Mandatory infectious disease approval systems affected prescribing decisions for 23.9% of physicians, a lower proportion compared with findings from the United States (11). Although such regulations may be perceived as restrictive, they remain essential for optimizing antibiotic selection and ensuring compliance with stewardship guidelines. Given that only a minority of physicians reported being influenced by these regulations, we suggest expanding the scope of restricted antimicrobials and ensuring stricter enforcement of the mandatory approval process to enhance its impact on prescribing practices.
Importantly, older age and greater professional experience were significantly associated with better antimicrobial practices. This finding supports the hypothesis that, in the absence of regular formal training, physicians rely heavily on practical clinical experience and informal mentorship from senior colleagues to develop appropriate antimicrobial stewardship behaviors.

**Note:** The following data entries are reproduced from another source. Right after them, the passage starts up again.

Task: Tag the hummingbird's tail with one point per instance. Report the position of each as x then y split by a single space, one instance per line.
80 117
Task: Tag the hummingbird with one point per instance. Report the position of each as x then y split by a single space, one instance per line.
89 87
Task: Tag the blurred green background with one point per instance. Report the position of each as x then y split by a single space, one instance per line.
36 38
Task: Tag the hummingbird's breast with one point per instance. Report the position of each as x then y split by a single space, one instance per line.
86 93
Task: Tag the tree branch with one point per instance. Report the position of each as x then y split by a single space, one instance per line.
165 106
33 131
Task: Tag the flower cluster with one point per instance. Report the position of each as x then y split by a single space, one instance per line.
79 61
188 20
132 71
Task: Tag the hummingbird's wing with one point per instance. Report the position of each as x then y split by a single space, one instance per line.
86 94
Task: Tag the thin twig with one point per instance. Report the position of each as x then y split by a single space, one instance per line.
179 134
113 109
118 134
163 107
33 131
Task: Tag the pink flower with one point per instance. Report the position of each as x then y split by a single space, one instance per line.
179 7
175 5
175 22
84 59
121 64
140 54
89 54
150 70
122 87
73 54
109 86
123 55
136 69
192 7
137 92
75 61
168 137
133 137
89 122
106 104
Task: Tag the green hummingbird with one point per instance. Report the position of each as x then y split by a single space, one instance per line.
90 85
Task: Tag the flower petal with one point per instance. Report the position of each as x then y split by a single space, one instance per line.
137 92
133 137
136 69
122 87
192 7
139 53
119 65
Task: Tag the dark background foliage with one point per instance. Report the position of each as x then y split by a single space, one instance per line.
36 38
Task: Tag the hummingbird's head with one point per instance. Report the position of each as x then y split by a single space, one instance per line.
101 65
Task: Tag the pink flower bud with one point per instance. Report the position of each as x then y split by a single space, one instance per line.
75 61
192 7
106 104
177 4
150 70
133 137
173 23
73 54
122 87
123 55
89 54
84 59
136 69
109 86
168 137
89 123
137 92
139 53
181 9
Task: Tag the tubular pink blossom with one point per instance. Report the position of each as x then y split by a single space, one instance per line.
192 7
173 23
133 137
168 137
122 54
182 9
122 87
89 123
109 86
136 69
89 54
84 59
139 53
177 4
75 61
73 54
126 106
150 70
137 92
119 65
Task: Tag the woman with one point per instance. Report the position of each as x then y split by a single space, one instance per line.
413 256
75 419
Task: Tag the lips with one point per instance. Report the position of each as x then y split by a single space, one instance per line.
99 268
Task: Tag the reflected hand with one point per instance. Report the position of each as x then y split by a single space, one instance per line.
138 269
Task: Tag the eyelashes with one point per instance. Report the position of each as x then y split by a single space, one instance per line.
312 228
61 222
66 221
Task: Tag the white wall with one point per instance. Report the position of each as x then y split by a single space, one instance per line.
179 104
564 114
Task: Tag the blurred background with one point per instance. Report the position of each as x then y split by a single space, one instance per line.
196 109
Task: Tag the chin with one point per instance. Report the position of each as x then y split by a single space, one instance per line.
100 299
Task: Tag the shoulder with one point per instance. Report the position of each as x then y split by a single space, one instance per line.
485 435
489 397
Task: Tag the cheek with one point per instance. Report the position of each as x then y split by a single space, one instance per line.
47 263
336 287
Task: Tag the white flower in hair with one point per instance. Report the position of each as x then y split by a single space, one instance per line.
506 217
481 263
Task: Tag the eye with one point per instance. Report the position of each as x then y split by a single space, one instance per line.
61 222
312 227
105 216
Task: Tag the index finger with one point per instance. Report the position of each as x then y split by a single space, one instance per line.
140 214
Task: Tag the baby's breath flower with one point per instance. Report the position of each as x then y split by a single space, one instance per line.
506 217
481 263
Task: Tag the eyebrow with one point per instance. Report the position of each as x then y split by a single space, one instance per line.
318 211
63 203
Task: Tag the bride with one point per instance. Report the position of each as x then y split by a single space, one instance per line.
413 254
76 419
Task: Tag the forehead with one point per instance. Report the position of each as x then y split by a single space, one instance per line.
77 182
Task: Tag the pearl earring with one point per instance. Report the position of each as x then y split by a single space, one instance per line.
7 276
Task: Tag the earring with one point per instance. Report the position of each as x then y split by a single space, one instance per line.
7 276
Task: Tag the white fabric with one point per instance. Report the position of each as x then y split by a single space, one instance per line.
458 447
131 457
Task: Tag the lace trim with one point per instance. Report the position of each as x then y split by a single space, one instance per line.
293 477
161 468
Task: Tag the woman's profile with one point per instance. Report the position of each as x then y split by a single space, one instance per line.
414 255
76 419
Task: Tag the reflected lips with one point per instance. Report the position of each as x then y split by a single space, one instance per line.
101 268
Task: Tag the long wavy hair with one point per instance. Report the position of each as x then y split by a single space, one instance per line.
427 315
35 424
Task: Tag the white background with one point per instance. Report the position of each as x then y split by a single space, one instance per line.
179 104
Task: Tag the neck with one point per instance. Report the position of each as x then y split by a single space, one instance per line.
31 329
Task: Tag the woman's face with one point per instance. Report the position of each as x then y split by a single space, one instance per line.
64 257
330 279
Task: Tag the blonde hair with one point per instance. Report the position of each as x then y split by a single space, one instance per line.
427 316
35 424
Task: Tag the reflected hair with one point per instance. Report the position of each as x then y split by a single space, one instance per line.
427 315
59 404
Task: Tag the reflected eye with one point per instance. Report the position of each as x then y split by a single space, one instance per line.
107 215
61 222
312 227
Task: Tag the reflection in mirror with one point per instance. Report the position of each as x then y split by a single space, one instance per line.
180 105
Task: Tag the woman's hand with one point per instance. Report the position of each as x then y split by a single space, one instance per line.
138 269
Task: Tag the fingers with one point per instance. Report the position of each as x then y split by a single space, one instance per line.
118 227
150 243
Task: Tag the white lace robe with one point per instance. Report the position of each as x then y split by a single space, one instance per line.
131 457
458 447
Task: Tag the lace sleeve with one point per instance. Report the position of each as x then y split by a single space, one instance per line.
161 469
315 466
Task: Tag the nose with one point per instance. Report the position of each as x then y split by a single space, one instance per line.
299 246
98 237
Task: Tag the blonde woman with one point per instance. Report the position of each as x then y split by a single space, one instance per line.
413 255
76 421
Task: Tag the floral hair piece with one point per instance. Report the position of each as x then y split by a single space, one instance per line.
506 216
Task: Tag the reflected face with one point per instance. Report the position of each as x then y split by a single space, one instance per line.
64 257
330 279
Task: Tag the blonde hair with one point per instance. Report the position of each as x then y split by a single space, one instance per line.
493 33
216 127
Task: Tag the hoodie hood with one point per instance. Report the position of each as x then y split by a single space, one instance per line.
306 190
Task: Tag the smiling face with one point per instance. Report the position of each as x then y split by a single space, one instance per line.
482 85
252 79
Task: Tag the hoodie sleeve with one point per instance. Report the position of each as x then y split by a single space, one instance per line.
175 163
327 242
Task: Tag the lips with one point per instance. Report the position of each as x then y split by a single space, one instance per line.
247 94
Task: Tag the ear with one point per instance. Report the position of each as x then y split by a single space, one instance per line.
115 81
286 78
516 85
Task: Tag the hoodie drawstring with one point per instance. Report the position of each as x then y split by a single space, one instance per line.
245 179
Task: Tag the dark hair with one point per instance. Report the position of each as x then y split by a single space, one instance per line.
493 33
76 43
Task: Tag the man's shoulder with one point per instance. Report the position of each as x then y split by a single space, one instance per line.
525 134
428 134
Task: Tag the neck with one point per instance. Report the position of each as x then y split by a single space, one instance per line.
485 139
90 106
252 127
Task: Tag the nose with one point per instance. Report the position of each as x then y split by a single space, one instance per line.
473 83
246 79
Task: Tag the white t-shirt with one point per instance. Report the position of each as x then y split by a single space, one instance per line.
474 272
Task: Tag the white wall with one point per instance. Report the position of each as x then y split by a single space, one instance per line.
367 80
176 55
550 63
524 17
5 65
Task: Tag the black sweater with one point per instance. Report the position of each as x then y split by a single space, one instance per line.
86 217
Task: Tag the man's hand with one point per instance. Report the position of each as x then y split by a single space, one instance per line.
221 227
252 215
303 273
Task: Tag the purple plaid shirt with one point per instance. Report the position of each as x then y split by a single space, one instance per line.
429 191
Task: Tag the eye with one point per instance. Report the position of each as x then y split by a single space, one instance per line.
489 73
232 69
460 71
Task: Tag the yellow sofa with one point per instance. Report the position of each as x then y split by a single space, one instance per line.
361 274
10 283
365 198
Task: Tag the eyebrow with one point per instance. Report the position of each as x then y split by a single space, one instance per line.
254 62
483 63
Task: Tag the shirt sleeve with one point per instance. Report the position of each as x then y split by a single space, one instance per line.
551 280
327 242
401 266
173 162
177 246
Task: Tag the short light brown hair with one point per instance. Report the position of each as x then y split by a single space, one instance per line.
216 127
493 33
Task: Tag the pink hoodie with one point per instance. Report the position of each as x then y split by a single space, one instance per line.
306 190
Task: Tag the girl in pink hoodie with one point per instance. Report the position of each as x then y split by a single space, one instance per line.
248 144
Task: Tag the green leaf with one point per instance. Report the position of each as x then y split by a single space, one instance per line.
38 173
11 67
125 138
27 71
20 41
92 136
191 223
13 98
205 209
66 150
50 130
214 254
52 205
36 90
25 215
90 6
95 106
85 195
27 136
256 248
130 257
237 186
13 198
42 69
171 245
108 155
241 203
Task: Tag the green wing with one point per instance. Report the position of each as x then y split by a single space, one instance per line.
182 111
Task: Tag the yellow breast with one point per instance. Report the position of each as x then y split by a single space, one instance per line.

Similar trends have been observed in studies from China and Nepal, where more experienced physicians demonstrated stronger stewardship behaviors, potentially serving as role models for younger colleagues (9,14). Conversely, the narrow age range in the current study may have limited the detection of stronger associations with knowledge and attitude outcomes.
Educational exposure emerged as a critical determinant of AMR-related competencies. Adequate knowledge was significantly associated with having received rational antibiotic use training during both residency and within the past year (p=0.021 and p=0.024, respectively) (Table 2). However, only 11.1% of participants reported receiving such training within the previous year, despite 82.7% expressing a desire for structured educational programs. This stark contrast between the high demand for education and the low rate of actual delivery suggests that hospital management has not sufficiently prioritized or operationalized continuous antimicrobial stewardship training. Bridging this gap requires an institutional shift from voluntary to mandatory and structured educational modules. These findings align with evidence from Norway and Brazil, where antimicrobial stewardship initiatives integrating guideline dissemination, specialist feedback, and continuing medical education improved prescribing behavior and compliance (24,25).
The results emphasize the necessity for ongoing postgraduate training that bridges theoretical and clinical aspects of antimicrobial use. Studies from India, Nepal, and China have similarly recommended periodic refresher programs and institutional stewardship teams to sustain rational prescribing practices (9,14,15,20).
This study’s primary limitation is its single-center design, which may limit generalizability to other healthcare settings. Additionally, self-reported data may be subject to recall and social desirability bias. Nonetheless, the findings provide valuable insight into physicians’ current knowledge, attitudes, and practices regarding AMR in a representative state hospital context.
In conclusion, while physicians in this study exhibited moderate knowledge and generally positive attitudes toward AMR, gaps remain in local resistance awareness, adherence to susceptibility testing, and consistent step-down prescribing practices. Strengthening education, reinforcing stewardship oversight, and promoting local antibiogram use are key strategies to enhance rational antibiotic prescribing and mitigate the growing threat of antimicrobial resistance.